Right after we passed the exit for Wayland, a small coupe pulled up next to us and the driver started making strange gesticulations and hollering at us. The frantic waving was impressive but we could not hear a word the poor guy was screaming. We eased off on the throttle and pulled to the side of the freeway with the guy stopping about 100 feet in front of us. We rolled down the windows as he approached and that is when he told us that our spare had broken free of the carrier on the back bumper of the trailer.
Apparently, the spare tire mount system had some flaws that extended use has brought to the forefront. When the tire broke off right in front of the guy following us, it dropped to the ground but, since we were motoring along at about 65 mph, the resulting motions followed a random, erratic pattern with the tire bouncing around for a while before allegedly coming to rest alongside the highway. He sped up, flagged us down and told us about the location of the tire.
We continued to the next exit, reversed direction until south of the Wayland ramp and turned around again to cover the area where the tire should have been. We did find the cheesy tire cover that was protecting the tire but no wheel and no spare tire was visible along the section where it had purportedly come to rest. Perhaps the guy did not see all the tire’s antics and it bounced into some farmer’s cornfield. If that’s the case, them he will find it when he mows the corn. Maybe the tire went into a brush-choked ditch where we couldn’t see it. Maybe some resourceful but not particularly honest jerk picked the wheel and tire up before we could reclaim it. In any event, it is about $3-500 for the stuff to replace it.

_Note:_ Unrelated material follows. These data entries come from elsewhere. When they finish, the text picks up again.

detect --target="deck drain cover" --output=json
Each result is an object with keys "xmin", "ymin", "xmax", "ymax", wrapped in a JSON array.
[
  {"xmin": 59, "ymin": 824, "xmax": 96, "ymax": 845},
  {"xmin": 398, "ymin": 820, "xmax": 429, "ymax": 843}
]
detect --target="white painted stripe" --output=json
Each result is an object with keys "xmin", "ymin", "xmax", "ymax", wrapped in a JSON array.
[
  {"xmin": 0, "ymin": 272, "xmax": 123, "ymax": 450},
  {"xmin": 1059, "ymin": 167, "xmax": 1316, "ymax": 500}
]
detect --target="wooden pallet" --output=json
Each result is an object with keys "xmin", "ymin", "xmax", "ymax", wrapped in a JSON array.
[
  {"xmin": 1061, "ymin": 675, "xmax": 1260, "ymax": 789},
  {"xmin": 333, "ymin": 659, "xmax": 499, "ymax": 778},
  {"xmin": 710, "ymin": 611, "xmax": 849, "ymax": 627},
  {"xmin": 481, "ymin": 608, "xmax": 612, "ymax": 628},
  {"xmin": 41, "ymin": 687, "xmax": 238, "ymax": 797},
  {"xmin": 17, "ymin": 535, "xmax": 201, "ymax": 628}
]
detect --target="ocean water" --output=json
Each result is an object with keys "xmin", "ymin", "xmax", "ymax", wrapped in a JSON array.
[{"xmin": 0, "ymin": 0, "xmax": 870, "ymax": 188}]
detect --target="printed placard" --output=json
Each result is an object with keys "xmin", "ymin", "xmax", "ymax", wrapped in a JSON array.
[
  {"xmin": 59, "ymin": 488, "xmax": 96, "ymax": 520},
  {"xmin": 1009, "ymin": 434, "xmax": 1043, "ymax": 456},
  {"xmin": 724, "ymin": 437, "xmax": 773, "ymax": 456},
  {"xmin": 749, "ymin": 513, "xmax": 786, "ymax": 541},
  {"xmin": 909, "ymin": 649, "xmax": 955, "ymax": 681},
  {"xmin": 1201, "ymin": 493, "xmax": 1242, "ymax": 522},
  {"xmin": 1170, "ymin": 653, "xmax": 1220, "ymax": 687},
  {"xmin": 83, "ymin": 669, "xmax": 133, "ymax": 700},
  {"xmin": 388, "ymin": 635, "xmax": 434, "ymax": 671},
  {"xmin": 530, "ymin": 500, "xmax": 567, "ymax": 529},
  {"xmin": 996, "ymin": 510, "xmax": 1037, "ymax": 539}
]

We abandoned our spare tire repatriation efforts after a bit but we did find a nifty new black cowboy hat, Size 7 1/2, lurking in the deep weeds along the road and we claimed it although we are not sure why. Maybe it will look good on the Barbarian Invader. We continued up 131 to Grand Rapids where we pulled off long enough to withdraw some cash from a B of A ATM. We now feel having some cash clears up any misunderstandings when B of A’s genius fraud protection fiends curtail use of the card until we call to discuss why we might have bought diesel twice in a day when driving long distances.
At Grand Rapids we veered off on I-96 going northwest and it turned into 31 which we followed into Mears, MI. Some 10 miles later on some everything but level two lane blacktops we pulled into Timberline RV. Losing the spare tire, the wheel it was mounted on and the important parts of the former spare tire mount was a pisser but nobody got hit with it when it took it’s little excursion and we did find a nifty hat. I guess since nobody was killed by the spare going bonkers at 65, I should look at this as a good anniversary.